AI Still Needs a Human Hand
One of the strongest examples of AI at work came from a recent insurance project at Essential Designs. The client needed to process over 100,000 forms — fast.
The agency built an AI-powered QA system that could scan, flag, and triage errors in real-time.
It’s a clear win, but not a plug-and-play solution.
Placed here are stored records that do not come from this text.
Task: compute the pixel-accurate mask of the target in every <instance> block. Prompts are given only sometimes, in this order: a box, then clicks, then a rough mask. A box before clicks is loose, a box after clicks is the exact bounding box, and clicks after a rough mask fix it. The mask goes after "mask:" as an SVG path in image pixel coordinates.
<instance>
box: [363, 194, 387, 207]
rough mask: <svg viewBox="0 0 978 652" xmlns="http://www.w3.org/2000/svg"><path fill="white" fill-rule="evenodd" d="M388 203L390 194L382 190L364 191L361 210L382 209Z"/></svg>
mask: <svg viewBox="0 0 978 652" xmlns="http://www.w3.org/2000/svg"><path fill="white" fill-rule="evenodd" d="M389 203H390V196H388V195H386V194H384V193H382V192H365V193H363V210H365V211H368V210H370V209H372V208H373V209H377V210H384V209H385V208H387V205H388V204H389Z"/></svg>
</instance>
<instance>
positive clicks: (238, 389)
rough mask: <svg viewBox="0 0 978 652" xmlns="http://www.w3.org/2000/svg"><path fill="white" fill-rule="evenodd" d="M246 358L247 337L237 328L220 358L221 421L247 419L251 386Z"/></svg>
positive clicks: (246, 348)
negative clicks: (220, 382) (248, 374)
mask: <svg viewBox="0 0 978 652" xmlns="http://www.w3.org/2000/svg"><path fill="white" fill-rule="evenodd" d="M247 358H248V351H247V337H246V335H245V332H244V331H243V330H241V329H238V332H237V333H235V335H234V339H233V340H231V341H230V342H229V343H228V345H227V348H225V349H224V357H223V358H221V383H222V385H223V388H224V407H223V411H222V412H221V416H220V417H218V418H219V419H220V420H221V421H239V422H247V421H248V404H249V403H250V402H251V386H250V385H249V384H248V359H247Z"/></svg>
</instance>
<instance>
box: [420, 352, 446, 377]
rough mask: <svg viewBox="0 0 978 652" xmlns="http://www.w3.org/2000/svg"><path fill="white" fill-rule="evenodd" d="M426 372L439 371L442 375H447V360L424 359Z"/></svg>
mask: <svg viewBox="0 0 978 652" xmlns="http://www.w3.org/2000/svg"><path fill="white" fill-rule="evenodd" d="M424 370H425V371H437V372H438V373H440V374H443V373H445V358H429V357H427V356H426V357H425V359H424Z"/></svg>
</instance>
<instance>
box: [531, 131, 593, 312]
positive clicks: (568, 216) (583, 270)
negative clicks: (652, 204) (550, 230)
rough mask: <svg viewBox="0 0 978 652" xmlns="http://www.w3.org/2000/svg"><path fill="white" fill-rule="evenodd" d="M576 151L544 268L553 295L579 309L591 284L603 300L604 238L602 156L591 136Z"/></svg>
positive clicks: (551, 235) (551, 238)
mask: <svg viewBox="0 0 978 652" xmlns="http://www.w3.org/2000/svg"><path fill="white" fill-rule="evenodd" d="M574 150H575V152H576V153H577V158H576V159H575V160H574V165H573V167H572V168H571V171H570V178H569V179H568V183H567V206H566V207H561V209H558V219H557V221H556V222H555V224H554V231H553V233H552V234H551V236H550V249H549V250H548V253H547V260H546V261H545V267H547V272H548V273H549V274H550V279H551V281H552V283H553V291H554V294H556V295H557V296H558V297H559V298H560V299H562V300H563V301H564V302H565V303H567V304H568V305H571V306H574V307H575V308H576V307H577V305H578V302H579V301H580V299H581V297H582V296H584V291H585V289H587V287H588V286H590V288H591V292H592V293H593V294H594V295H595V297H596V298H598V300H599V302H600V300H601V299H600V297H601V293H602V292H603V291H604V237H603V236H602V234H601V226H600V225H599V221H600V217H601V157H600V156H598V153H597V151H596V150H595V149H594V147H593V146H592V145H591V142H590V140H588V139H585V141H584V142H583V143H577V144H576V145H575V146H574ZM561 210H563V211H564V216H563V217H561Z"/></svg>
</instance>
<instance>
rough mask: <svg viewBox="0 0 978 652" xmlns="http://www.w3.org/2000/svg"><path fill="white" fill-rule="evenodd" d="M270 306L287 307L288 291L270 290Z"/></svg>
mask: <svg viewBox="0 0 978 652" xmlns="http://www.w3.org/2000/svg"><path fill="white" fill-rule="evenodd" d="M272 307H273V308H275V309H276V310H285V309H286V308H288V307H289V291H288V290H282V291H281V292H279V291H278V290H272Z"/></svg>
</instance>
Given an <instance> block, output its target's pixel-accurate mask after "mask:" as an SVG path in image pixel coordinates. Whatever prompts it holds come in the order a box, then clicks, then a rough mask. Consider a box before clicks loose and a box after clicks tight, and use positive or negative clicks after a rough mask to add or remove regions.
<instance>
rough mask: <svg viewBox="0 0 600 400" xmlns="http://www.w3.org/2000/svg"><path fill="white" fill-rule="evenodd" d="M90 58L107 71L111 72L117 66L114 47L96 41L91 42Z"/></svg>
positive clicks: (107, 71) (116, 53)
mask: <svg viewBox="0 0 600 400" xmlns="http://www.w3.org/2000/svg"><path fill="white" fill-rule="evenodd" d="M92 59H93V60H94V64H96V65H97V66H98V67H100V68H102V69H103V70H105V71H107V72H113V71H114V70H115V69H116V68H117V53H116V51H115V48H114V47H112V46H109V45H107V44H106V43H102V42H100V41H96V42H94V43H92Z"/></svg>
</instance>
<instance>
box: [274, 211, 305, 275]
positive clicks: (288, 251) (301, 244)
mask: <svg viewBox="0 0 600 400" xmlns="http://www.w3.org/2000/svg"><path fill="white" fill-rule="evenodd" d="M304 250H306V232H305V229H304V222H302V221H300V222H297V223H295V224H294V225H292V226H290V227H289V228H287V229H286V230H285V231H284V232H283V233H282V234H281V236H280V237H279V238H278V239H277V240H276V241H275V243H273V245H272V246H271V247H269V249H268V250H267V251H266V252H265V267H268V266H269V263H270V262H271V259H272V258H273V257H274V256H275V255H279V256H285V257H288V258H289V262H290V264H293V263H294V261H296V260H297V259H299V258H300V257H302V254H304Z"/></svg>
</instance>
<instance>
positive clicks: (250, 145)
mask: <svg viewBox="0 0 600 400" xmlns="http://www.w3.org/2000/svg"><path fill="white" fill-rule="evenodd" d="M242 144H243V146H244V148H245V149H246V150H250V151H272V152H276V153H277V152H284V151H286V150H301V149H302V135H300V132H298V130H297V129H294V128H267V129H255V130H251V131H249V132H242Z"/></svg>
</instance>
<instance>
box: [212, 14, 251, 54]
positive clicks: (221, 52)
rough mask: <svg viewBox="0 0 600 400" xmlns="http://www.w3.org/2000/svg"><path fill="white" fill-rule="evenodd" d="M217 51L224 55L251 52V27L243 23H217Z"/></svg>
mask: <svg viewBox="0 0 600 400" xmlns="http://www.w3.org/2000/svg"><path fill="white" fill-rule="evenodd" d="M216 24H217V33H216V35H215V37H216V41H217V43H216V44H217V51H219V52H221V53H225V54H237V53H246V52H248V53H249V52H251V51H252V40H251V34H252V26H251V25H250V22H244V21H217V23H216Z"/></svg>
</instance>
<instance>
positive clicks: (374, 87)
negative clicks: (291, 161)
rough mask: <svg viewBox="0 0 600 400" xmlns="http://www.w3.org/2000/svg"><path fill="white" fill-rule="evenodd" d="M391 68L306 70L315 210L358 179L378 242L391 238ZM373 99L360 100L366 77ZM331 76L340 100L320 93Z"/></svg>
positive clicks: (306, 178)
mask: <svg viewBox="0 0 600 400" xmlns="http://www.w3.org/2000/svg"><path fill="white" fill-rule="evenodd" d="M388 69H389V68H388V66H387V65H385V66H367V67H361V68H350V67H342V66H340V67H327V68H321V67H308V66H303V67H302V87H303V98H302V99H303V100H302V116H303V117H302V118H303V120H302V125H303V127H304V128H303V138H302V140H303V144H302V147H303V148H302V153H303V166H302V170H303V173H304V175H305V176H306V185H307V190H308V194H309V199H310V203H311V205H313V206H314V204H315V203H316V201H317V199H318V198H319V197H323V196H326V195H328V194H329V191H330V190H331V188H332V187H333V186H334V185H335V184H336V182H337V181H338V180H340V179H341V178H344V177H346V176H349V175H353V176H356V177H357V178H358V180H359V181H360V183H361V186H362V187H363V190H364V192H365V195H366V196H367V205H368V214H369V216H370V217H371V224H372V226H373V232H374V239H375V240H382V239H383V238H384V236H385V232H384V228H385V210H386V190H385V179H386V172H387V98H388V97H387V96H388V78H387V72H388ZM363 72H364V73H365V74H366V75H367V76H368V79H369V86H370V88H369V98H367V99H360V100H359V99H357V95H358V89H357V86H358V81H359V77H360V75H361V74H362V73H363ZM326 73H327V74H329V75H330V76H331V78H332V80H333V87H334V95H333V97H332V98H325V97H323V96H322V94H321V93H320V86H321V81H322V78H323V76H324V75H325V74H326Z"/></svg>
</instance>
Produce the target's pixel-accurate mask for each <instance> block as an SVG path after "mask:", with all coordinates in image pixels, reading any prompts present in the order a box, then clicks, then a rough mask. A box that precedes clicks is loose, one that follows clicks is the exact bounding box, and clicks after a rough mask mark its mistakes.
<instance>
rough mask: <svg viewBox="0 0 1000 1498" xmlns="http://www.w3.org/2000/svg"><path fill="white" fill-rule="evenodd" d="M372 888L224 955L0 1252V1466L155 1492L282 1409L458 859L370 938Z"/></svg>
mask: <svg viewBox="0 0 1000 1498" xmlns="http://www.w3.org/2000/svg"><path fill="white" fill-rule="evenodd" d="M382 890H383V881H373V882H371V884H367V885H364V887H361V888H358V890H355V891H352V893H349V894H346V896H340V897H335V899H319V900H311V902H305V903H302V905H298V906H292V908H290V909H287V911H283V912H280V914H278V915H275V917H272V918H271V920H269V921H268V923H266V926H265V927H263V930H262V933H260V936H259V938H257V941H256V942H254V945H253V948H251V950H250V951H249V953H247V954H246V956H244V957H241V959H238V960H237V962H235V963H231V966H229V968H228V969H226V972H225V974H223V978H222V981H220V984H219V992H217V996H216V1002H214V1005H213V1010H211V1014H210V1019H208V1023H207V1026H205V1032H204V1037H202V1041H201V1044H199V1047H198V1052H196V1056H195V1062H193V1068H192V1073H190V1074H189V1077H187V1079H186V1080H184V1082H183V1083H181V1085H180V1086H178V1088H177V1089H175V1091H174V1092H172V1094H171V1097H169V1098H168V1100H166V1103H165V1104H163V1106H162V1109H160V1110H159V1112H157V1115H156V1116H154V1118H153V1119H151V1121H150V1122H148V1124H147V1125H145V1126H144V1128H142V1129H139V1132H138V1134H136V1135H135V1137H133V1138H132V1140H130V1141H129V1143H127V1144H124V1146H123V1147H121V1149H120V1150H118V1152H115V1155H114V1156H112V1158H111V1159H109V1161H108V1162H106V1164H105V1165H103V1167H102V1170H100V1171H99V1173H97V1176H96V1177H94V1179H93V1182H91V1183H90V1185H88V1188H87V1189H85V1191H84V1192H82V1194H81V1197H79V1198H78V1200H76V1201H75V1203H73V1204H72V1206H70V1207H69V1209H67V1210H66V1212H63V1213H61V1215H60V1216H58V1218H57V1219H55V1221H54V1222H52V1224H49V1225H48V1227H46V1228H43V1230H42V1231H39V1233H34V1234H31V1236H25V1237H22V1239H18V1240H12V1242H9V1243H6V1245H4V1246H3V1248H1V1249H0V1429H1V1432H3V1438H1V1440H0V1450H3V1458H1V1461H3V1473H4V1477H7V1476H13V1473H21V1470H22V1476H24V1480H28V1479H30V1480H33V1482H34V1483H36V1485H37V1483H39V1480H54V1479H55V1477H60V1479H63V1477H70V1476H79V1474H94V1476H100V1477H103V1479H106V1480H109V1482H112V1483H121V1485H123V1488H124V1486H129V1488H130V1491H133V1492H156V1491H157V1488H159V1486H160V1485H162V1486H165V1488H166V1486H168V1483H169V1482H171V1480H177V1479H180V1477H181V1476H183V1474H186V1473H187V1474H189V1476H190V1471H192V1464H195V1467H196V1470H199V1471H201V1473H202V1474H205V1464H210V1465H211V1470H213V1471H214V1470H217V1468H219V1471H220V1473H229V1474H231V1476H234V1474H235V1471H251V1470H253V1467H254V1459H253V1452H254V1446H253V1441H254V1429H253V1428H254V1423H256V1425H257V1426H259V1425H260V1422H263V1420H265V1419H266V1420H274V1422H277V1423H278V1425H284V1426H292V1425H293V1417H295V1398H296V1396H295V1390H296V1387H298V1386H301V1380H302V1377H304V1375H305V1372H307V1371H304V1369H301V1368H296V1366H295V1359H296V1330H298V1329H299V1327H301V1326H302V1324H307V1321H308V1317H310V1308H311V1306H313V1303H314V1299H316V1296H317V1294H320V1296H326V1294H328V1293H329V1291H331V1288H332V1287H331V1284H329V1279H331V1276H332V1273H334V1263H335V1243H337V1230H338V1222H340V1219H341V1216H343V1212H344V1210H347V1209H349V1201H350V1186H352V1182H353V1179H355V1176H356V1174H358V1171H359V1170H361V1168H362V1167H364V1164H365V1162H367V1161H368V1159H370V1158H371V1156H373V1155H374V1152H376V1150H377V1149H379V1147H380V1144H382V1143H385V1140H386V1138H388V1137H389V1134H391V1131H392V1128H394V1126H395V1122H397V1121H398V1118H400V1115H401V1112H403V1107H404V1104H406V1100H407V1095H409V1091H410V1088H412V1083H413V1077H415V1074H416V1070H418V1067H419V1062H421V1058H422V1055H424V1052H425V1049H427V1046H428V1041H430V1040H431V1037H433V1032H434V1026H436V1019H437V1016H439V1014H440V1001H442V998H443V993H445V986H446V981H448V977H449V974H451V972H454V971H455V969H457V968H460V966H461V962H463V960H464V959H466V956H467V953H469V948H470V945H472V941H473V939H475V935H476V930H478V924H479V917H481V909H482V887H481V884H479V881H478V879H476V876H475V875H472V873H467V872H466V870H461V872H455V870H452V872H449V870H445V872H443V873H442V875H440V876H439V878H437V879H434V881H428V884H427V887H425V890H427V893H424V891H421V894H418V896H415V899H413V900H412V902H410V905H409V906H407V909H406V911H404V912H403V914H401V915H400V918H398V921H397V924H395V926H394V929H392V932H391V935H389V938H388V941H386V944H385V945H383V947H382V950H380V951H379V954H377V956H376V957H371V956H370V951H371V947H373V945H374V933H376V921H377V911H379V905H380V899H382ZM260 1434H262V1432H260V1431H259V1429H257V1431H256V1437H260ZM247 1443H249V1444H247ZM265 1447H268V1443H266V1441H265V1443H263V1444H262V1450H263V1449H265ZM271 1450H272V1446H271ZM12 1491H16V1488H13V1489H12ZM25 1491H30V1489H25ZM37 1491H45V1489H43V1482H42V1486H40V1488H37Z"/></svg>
AI still needs to be monitored, managed, and evaluated regularly.
“Key performance metrics for AI include speed, accuracy, and cost savings,” Scott notes.
That’s where agencies still prove indispensable — as a safeguard against misuse and misalignment.
They help clients ask the right questions before deploying AI, build checks into the system to catch errors early, and make sure outputs align with actual business goals.
Agencies help prevent problems by setting clear goals, designing smarter systems, and applying experienced oversight from the start.
“Tools don’t replace thinking,” he says. “You can hand someone a hammer, but it doesn’t mean they can build a house that won’t fall down.”
How Smart Agencies Are Adapting to the AI Shift
AI is changing the way software is built, and agencies need to move from just executing to enabling smarter solutions.
To stay valuable, they must focus on what AI can’t do alone: strategy, human insight, and hands-on experience. The best way to accomplish this is to implement the following:
- Get AI-Literate Fast: Teams don’t need to be experts, but they must understand tools like LLMs and no-code platforms — and where they fall short. Stay current by experimenting and building fluency across roles.
- Lead with Strategy, Not Code: Clients need help defining what to build and why, not just execution. Agencies that act as strategic partners will gain trust and long-term work.
- Adopt Human-in-the-Loop Models: AI needs oversight. Agencies should integrate review processes, testing, and risk mitigation into AI-powered solutions.
- Invest in Continuous Learning: Relevance depends on learning today. Agencies should create space for teams to experiment, fail safely, and share insights, turning AI into a competitive advantage.
- Focus on Outcomes, Not Outputs: The future of software is about measurable results. Agencies should frame their value around business goals: time saved, quality improved, and customers served.